Robin McKie Science editor 

New screening trial could save thousands from prostate cancer

The £42m Transform project aims to find the best way to catch the disease in men in its early stages
  
  

Prostate cancer cells.
More than 52,000 men are diagnosed with prostate cancer a year, with around 12,000 dying every year. Photograph: Science Photo Library/Alamy

A £42m screening trial aimed at revolutionising the treatment of prostate cancer has been launched in the UK.

Thousands of men will be involved in its initial phase, which will begin in a few months. Several hundred thousand volunteers could be recruited as the programme progresses in coming years, say the trial’s organisers.

The trial, known as Transform, has been funded by Prostate Cancer UK with significant support from the National Institute for Health and Care Research (NIHR), Movember and other partners, and has been set up because the condition has remained an intractable health problem in the UK for decades. One in eight men get prostate cancer in the UK and about 12,000 die of it each year.

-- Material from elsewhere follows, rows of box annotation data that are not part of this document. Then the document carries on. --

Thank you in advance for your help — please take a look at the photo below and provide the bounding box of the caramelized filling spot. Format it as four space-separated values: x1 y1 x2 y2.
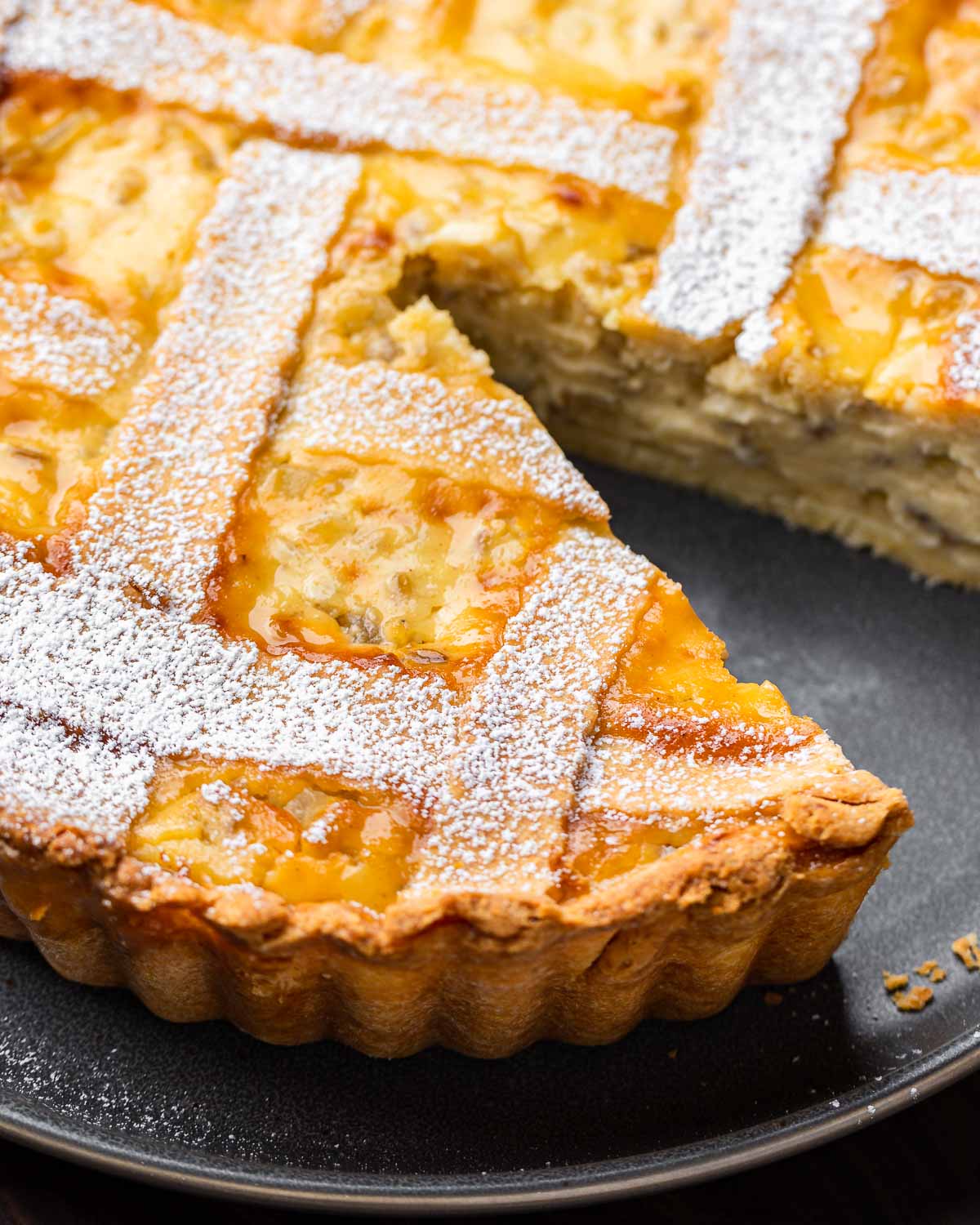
129 762 421 911
212 456 558 666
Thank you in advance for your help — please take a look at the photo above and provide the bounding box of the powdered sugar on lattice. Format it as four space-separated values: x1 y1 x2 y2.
820 171 980 281
73 141 360 615
946 310 980 396
281 358 609 519
416 528 656 894
4 0 675 203
0 278 140 397
644 0 884 340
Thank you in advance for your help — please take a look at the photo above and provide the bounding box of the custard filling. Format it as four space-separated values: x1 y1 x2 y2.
129 762 421 911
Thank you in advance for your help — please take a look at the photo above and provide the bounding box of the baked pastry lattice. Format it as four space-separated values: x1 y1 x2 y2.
0 0 911 1055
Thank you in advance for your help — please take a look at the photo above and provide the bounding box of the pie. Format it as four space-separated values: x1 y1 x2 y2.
0 0 921 1056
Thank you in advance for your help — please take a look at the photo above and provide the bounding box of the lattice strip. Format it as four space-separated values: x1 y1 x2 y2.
820 171 980 281
412 528 654 896
281 358 609 519
4 0 675 203
0 546 457 838
946 310 980 396
578 735 847 825
73 141 360 614
0 278 140 397
644 0 884 340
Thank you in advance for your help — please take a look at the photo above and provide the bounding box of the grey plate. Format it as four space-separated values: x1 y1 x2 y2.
0 466 980 1212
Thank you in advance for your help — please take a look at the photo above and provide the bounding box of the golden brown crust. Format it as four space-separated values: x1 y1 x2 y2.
0 772 911 1058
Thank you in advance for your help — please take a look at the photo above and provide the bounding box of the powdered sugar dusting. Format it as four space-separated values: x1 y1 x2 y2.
820 169 980 279
0 706 154 838
73 141 360 614
0 548 457 833
578 734 848 822
735 308 776 367
0 278 140 397
411 528 656 896
946 310 980 396
644 0 884 340
4 0 675 203
279 358 609 519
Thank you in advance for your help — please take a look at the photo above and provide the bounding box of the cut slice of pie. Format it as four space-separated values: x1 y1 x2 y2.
0 78 911 1056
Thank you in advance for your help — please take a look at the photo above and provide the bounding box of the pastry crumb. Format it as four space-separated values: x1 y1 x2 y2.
892 987 933 1012
951 931 980 970
915 960 946 982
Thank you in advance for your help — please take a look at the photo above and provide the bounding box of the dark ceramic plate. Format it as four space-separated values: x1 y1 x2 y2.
0 467 980 1212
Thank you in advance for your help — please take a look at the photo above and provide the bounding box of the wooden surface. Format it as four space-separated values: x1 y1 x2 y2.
0 1076 980 1225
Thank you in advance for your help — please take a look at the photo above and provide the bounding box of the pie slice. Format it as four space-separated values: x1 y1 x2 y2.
0 78 911 1056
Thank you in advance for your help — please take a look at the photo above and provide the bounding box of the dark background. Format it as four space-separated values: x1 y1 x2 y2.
0 1076 980 1225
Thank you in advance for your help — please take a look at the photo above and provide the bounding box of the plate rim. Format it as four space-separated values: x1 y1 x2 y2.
0 1026 980 1217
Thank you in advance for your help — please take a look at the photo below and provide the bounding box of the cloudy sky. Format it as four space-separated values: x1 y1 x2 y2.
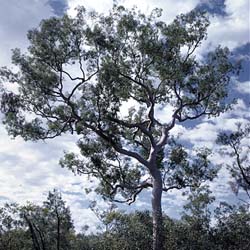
0 0 250 228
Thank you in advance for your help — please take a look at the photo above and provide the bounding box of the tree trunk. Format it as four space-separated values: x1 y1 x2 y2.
151 168 163 250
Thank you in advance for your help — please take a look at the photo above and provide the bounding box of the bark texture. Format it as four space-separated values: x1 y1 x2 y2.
151 168 163 250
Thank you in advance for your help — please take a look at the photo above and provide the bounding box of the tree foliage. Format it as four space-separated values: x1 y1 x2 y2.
0 5 236 250
217 123 250 198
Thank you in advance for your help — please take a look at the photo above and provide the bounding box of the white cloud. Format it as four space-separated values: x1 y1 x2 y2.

Yet there is no screening service available to pinpoint the disease’s early, treatable stages. Symptoms frequently do not appear until the cancer has spread and has become incurable.

“The aim of Transform is straightforward,” said Dr Matthew Hobbs, the director of research for Prostate Cancer UK. “We want to find the most effective, least harmful methods to screen the UK’s adult male population for prostate cancer and catch the disease in its early stages.”

The prostate, a gland only found in men, is the size of a walnut and makes fluid which protects the tube that carries urine and sperm out of the body. When cancers develop there, they can remain without noticeable effect. It is only when these cancerous cells spread in some cases to the rest of the body that they trigger illness.

In the UK, more than 52,000 men are diagnosed with prostate cancer every year, about 140 a day. In total, around 490,000 men are affected by the condition.

In the past, cases have been pinpointed by detecting a chemical known as prostate-specific antigen, or PSA, in a man’s blood. Those with elevated levels can then be offered biopsies in which tissue from the prostate is removed by inserting a needle through the rectum.

“The trouble is that a high level of PSA in the blood does not necessarily mean a man has prostate cancer,” said Hobbs. “In addition, cancerous cells in a prostate do not necessarily spread round the body in every case. They can remain dormant.

“This means that biopsies can sometimes be carried out unnecessarily, which is a problem because it can be painful and sometimes leads to infections and occasionally sepsis.”

As a result, the UK National Screening Committee, which advises the government on health testing programmes, has refused to give the go-ahead for a national prostate programme on the grounds that it would do more harm than good.

“That has to change,” said Prof Hashim Ahmed of Imperial College London, who is one of the lead researchers on the Transform trial. “We have to be in the position that we are with breast and cervical cancer when a woman is invited by her GP to have a mammogram or a cervical smear. By contrast, prostate cancer testing is irregular, patchy and unsystematic.”

It is the aim of Transform – one of the largest medical research trials launched in the UK in recent years and whose funding includes £16m from the government – to put this right by pinpointing better ways to screen for prostate cancer.

Newly developed techniques, such as MRI scans that can spot affected prostates instead of relying solely on PSA tests to determine who to biopsy or not, will be tested as an alternative to biopsies. In addition, new gene tests will be used to highlight those who may be at elevated risk of getting the condition because of inherited susceptibilities.

“There is no major gene that puts a man at much higher risk of prostate cancer but there are around 400 that, in combination, raise the chances of man being affected,” said Hobbs. “We can use this panel of genes to test to see if they can pinpoint those who are at high risk. This could then form part of future screening programmes.”

Another problem for those tackling the condition is the response of those most at risk of the disease. Black men are twice as likely to get prostate cancer but are far less likely to come forward for testing. In trials to establish whether a national screening programme was viable, black men were far less likely than white men to respond to requests to sign up.

“That is a very worrying statistic and we urgently need to get round this problem,” said Prof Caroline Moore, the head of urology at University College London, who is also a lead researcher on Transform. Her team is to launch a “scan-in-a-van” service at a site in west London this year, where MRI scans in a mobile centre will be offered to black men over 45 to test for possible signs of prostate cancers.

“Instead of going through GPs, we will contact them through local community groups,” she said. “Hopefully, community scanning schemes can be incorporated into prostate screening programmes in future. It will be another part of the package, we hope.”

• This article was amended on 25 September 2024 to clarify that Prof Hashim Ahmed and Prof Caroline Moore are among the lead researchers on the Transform trial.